I like to trace with the Shape Tool (F4) formerly known as the Shape Editor Tool and changed for reasons unknown. And I prefer to draw with straight line segments. The green outline shown above is my preliminary drawing in which my control points are placed at the key places where the curves start and end (the red outline is the edited outline). Then using the former Shape Editor Tool, I drag the straight lines into graceful curves. To fine tune a curve, click on a control point and adjust the Bezier control handles.
Tracing continues with Shape Editor (F4). I selected a green color for tracing the organic parts… After saving my changes, it gives me a Christmas feeling.
At this point, you should have a complete tracing of the portion of the design that is inside of the cyan triangle as shown above.

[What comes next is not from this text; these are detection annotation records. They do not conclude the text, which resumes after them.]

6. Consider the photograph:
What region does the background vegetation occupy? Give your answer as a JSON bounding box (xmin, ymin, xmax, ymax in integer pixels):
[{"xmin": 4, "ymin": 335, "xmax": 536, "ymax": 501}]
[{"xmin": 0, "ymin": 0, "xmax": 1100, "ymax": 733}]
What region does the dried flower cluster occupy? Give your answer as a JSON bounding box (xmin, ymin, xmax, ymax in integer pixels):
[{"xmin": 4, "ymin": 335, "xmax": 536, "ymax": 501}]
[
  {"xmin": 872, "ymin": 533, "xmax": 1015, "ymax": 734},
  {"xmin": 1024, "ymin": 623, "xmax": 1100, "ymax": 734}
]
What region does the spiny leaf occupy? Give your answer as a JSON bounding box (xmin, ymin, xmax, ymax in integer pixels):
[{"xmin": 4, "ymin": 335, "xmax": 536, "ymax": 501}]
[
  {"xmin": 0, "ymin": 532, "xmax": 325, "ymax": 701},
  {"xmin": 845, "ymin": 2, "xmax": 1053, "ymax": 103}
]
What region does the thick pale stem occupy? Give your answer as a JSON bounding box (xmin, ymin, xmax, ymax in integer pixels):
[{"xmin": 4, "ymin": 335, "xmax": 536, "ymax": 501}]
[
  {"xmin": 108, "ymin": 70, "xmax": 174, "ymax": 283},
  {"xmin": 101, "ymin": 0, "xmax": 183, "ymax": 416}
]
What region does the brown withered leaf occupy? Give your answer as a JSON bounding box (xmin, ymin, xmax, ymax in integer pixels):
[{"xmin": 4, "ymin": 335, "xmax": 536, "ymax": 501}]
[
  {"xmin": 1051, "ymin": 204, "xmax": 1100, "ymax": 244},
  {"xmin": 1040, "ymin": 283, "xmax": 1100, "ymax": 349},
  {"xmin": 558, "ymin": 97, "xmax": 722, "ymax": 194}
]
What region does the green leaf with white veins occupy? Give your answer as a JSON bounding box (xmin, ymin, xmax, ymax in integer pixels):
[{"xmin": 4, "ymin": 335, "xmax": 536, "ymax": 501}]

TIP: To achieve a smooth curve, select the control point where two curves come together and press the S key on your keyboard to change the default Cusp Join to a Smooth Join. This flattens out the two Bezier control handles into a straight line and forces the two control handles to operate in symmetry. You may need to reconfigure the curve but it will be perfectly smooth.
You can delete the bitmap. (If you locked it, unlock it first).
Select all of the organic leaf shapes and Add Shapes (Ctrl 1) to make them into one object. Select the border objects and Add Shapes to make them one object (or Arrange > Combines Shapes > Add Shapes).
Using the Fill Tool (g), apply Circular fills to each centering the fill over the purple circles and extending in each case to the farthest end of the object. I used a pale green to deep green fill for the leaf shapes and a light orange to deep orange for the border shapes. Apply a solid purple fill to the center circles and a purple and pale purple Circular fill to the circle in the upper right.
Select the cyan triangle and send it to the back. Select all of the elements and Arrange > Apply Clip View.
You should still be in the Edit Inside window.
Select the triangle, turn off Lock Aspect Ratio (the padlock icon on the Infobar, and make sure the width and height are exactly the same value by checking the W and H settings on the Infobar.
This next step is what I call the “Flip-Flop-Fly” and it goes like this.
Select the ClipView triangle and clone it (Ctrl k). Clone creates a duplicate copy in exactly the same position. With the clone selected, press the Flip Vertically icon on the Infobar.
Enter 90 in the Angle of Selection text entry box and press Enter.
Align the flopped rotated clone under the original. Select both versions and set the outline to none.
Press the Save icon to close the Edit Inside window.
Here is the final decorative border. Duplicate the two top designs and flip them vertically if you have not already done this.
The process can be a bit tedious so be happy you only need to trace 1/8th of the frame. Think of it as a Zen Meditation Exercise. :-)
TIP: Look for objects you can duplicate instead of tracing again. Many of the leaves can be copied and reused with small tweaks.